I file non misti vengono caricati su un software di analisi citometrica a flusso esterno. Un segnale stabile e coerente in un grafico di tempo rispetto alla dispersione laterale indicava stabilità fluidica. La popolazione di linfociti è stata controllata seguita dalla discriminazione dei singoletti su un appezzamento di altezza di dispersione laterale rispetto all'area.

I singoletti sono stati valutati per la vitalità. Quindi è stato applicato il gating sulla popolazione CD19-negativa. Questi sottogruppi di cellule T sono stati valutati utilizzando anticorpi contro CD4 e CD8 visualizzando la fluorescenza Indo-1 legata al calcio rispetto al tempo.

Nelle singole popolazioni cellulari, il grafico di Indo-1 legato al calcio rispetto al tempo ha mostrato una linea di base prima della stimolazione. Una risposta di picco quando i livelli di calcio intracellulare sono diminuiti e la risposta al calcio ha suscitato l'aggiunta di ionomicina. Prima dell'aggiunta di anticorpi anti-CD3, è stato rilevato un debole segnale Indo-1 legato al calcio.

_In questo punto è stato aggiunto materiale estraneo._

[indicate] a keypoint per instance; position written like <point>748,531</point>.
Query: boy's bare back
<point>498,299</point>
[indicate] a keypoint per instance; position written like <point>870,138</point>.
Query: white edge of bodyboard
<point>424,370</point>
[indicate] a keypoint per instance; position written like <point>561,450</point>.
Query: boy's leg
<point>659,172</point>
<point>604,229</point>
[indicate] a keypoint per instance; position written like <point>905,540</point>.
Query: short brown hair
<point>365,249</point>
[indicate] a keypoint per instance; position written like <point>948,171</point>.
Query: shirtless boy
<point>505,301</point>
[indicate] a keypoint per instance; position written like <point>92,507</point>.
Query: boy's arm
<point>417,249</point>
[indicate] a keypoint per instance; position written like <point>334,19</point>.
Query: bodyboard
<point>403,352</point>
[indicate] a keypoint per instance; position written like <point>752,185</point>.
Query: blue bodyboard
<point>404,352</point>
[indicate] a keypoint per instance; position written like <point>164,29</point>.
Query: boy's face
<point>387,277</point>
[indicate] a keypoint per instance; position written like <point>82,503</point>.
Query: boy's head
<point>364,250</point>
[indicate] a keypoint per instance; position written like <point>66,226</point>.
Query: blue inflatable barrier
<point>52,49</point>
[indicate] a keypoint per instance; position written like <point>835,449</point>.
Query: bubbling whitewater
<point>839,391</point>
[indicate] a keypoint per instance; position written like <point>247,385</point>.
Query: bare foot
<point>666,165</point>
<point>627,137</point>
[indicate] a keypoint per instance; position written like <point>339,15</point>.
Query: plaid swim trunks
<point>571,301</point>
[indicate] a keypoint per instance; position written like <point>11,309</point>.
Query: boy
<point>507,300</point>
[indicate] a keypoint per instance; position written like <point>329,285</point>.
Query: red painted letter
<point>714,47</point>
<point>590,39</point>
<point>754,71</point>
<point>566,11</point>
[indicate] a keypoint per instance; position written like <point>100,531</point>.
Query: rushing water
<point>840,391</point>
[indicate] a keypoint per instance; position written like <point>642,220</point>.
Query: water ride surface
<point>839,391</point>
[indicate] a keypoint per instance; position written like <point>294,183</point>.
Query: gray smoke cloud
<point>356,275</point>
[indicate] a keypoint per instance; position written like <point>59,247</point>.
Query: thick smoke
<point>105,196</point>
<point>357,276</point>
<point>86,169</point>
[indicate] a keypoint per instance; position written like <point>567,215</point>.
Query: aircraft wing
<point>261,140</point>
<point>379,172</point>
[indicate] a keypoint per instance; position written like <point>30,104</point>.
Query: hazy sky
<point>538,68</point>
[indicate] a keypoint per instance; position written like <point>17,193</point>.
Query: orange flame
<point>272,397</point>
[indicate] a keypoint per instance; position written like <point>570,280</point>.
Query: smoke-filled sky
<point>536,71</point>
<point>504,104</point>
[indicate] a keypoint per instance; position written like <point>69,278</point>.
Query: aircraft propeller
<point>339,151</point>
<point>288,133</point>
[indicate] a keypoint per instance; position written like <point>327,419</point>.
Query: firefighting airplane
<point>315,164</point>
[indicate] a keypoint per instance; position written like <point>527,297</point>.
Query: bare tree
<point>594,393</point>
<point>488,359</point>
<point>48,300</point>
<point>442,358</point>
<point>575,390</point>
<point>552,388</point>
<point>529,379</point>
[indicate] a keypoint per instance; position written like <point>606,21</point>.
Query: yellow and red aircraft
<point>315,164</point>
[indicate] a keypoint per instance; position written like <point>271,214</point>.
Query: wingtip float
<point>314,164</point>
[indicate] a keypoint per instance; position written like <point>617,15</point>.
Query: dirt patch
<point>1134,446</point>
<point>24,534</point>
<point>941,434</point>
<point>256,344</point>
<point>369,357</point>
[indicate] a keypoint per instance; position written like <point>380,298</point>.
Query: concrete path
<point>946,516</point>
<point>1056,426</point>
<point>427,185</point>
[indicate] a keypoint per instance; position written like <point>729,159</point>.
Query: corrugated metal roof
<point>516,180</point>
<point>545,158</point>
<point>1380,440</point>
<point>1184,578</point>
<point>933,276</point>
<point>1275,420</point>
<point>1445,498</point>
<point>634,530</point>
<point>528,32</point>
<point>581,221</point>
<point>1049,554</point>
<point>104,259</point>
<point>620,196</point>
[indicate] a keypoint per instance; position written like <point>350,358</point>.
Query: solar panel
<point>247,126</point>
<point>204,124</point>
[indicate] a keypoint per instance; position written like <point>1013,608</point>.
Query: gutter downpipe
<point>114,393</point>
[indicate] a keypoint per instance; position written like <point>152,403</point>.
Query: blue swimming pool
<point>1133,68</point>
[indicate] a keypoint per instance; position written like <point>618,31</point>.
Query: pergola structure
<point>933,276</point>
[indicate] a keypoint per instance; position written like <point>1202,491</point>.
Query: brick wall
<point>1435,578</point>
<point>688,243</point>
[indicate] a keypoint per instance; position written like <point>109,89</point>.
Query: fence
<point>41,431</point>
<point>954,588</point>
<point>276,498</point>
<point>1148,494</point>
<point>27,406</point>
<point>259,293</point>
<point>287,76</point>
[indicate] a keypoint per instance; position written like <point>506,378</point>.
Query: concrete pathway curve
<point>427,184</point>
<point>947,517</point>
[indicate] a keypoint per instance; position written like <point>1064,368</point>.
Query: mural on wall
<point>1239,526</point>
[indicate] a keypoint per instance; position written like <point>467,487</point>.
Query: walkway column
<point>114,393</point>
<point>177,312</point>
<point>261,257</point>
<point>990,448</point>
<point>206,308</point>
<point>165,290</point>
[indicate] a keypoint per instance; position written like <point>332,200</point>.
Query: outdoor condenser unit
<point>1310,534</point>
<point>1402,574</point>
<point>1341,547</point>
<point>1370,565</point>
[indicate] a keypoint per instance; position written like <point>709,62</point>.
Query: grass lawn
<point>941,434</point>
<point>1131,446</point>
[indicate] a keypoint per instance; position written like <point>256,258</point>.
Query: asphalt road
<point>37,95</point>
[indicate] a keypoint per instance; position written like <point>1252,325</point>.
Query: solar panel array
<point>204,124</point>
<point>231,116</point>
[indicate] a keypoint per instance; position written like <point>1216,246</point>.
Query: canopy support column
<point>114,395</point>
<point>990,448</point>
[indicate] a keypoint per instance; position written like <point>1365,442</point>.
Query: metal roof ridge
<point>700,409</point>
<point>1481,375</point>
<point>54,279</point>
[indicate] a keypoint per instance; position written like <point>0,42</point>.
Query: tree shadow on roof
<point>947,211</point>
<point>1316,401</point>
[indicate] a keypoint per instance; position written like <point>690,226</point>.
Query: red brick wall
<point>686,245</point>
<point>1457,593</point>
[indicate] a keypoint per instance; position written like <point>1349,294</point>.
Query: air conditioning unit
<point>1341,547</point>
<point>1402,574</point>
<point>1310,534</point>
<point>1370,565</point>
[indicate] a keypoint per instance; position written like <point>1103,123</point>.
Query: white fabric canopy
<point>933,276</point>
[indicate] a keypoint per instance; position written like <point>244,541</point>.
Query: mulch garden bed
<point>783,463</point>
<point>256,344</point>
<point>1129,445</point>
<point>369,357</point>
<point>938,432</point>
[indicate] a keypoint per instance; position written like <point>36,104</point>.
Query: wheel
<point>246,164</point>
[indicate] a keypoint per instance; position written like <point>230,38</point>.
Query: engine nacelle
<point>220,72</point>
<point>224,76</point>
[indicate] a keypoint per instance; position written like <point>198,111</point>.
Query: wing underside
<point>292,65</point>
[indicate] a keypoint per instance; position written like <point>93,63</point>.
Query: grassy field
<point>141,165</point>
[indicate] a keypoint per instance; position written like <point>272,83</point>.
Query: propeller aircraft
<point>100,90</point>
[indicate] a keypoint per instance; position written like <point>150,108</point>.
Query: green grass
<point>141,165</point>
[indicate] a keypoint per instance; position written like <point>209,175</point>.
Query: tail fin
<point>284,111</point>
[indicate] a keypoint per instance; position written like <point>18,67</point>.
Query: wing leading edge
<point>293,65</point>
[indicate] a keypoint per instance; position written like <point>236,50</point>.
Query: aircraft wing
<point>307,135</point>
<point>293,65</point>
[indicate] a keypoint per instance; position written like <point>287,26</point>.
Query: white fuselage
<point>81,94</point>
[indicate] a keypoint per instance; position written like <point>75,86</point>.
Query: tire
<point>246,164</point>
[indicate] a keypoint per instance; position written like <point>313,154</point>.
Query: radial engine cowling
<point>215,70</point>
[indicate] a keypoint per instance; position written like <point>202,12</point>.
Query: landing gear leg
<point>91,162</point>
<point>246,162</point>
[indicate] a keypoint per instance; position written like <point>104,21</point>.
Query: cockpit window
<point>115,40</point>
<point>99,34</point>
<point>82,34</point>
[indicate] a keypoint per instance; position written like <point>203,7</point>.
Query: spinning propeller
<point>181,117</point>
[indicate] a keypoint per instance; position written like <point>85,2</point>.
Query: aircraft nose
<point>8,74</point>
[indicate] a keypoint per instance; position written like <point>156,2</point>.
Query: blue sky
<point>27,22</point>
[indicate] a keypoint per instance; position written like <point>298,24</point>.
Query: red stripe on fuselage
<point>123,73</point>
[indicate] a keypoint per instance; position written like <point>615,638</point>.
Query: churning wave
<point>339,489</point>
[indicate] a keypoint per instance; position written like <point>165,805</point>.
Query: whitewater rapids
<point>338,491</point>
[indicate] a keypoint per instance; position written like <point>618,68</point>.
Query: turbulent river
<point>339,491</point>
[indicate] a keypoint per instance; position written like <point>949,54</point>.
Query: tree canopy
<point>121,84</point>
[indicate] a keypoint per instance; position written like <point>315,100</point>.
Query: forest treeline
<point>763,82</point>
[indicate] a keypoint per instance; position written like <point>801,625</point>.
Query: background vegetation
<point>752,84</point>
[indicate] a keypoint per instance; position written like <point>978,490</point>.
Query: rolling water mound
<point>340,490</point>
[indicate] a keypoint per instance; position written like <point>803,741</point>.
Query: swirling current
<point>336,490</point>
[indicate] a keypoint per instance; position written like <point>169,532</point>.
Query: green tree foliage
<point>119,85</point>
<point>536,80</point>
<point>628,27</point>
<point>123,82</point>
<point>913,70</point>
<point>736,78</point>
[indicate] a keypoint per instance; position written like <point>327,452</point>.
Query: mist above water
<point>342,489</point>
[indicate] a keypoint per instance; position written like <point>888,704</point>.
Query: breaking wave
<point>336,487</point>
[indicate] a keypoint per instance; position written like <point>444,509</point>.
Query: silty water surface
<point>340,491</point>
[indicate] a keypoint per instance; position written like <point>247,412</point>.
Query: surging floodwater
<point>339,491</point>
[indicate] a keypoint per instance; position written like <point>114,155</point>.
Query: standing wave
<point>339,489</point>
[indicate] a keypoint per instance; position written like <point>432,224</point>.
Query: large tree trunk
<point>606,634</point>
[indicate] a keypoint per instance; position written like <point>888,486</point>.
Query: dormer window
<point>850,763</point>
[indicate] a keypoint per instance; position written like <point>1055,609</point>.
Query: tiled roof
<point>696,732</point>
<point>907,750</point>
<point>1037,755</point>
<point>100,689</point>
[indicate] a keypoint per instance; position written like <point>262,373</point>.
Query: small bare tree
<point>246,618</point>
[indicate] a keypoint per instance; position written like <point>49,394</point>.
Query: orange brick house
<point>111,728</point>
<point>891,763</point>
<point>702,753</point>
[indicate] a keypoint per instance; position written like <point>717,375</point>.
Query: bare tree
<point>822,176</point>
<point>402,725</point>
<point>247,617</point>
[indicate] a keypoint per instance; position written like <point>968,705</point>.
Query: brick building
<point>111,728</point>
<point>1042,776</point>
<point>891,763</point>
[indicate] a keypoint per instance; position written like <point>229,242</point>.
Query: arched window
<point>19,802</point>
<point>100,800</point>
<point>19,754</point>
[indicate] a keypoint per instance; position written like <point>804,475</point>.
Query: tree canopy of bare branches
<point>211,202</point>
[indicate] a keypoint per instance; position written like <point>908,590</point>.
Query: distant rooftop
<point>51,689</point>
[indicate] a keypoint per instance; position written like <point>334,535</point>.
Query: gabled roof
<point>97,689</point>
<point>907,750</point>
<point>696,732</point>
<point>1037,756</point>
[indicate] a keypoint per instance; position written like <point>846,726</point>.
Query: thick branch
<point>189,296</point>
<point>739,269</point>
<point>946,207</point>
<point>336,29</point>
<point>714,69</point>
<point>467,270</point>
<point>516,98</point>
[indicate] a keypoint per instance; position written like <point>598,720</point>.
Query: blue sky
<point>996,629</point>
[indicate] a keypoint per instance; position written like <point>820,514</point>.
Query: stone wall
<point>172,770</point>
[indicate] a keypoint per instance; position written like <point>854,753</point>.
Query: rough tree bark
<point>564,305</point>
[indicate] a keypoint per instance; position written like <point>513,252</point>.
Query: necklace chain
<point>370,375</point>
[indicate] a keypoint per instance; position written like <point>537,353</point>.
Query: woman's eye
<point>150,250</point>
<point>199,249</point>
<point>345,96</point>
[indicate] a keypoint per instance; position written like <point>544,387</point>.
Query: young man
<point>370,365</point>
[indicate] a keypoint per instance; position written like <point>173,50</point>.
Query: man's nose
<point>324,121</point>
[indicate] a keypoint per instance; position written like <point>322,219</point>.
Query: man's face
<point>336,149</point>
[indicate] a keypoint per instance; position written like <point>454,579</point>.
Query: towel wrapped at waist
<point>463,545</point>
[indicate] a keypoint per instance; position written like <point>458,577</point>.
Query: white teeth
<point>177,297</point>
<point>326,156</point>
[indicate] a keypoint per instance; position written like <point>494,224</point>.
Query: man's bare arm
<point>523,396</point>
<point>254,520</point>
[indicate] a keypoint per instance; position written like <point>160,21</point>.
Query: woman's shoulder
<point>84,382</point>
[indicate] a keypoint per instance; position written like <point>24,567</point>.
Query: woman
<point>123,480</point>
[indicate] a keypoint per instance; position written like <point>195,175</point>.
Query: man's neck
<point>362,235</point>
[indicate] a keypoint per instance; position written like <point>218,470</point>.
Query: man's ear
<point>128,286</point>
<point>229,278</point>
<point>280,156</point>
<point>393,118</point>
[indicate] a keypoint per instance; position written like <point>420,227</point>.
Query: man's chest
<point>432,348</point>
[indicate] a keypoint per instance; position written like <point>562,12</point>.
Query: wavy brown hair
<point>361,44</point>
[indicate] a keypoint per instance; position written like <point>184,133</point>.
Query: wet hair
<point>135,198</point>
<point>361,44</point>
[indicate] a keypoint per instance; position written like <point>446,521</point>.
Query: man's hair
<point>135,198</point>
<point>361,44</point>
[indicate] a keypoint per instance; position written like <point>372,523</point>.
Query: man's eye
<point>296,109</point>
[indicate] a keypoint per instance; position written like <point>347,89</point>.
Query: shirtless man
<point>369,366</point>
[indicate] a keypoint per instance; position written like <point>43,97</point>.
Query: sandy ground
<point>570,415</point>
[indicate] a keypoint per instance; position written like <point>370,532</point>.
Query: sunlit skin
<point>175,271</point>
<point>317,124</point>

Durante la risposta di picco, le cellule hanno mostrato un forte segnale Indo-1 legato al calcio e un ridotto Indo-1 privo di calcio. A cinque minuti dal picco, la fluorescenza Indo-1 è quasi tornata al basale. Dopo l'aggiunta di ionomicina, è stato visualizzato un robusto segnale di Indo-1 legato al calcio, che indica un adeguato carico di colorante delle cellule.

L'analisi delle popolazioni rare è stata eseguita tracciando l'Indo-1 legato al calcio rispetto all'Indo-1 privo di calcio dopo aver individuato ciascuna popolazione di interesse. E analizzando la risposta del calcio durante l'intero corso temporale per ciascun sottoinsieme. Il flusso di calcio utilizzando la profilazione a spettro completo può portare ad un'analisi citometrica a flusso ad alto parametro in una varietà di sottogruppi immunitari.

L'analisi ad alta dimensionalità per il clustering imparziale di sottoinsiemi di cellule T può essere utilizzata in combinazione con citometria a flusso ad alto parametro per analisi avanzate. Questa tecnica è sviluppata per l'analisi di più sottogruppi immunitari in combinazione tra loro in un campione di massa.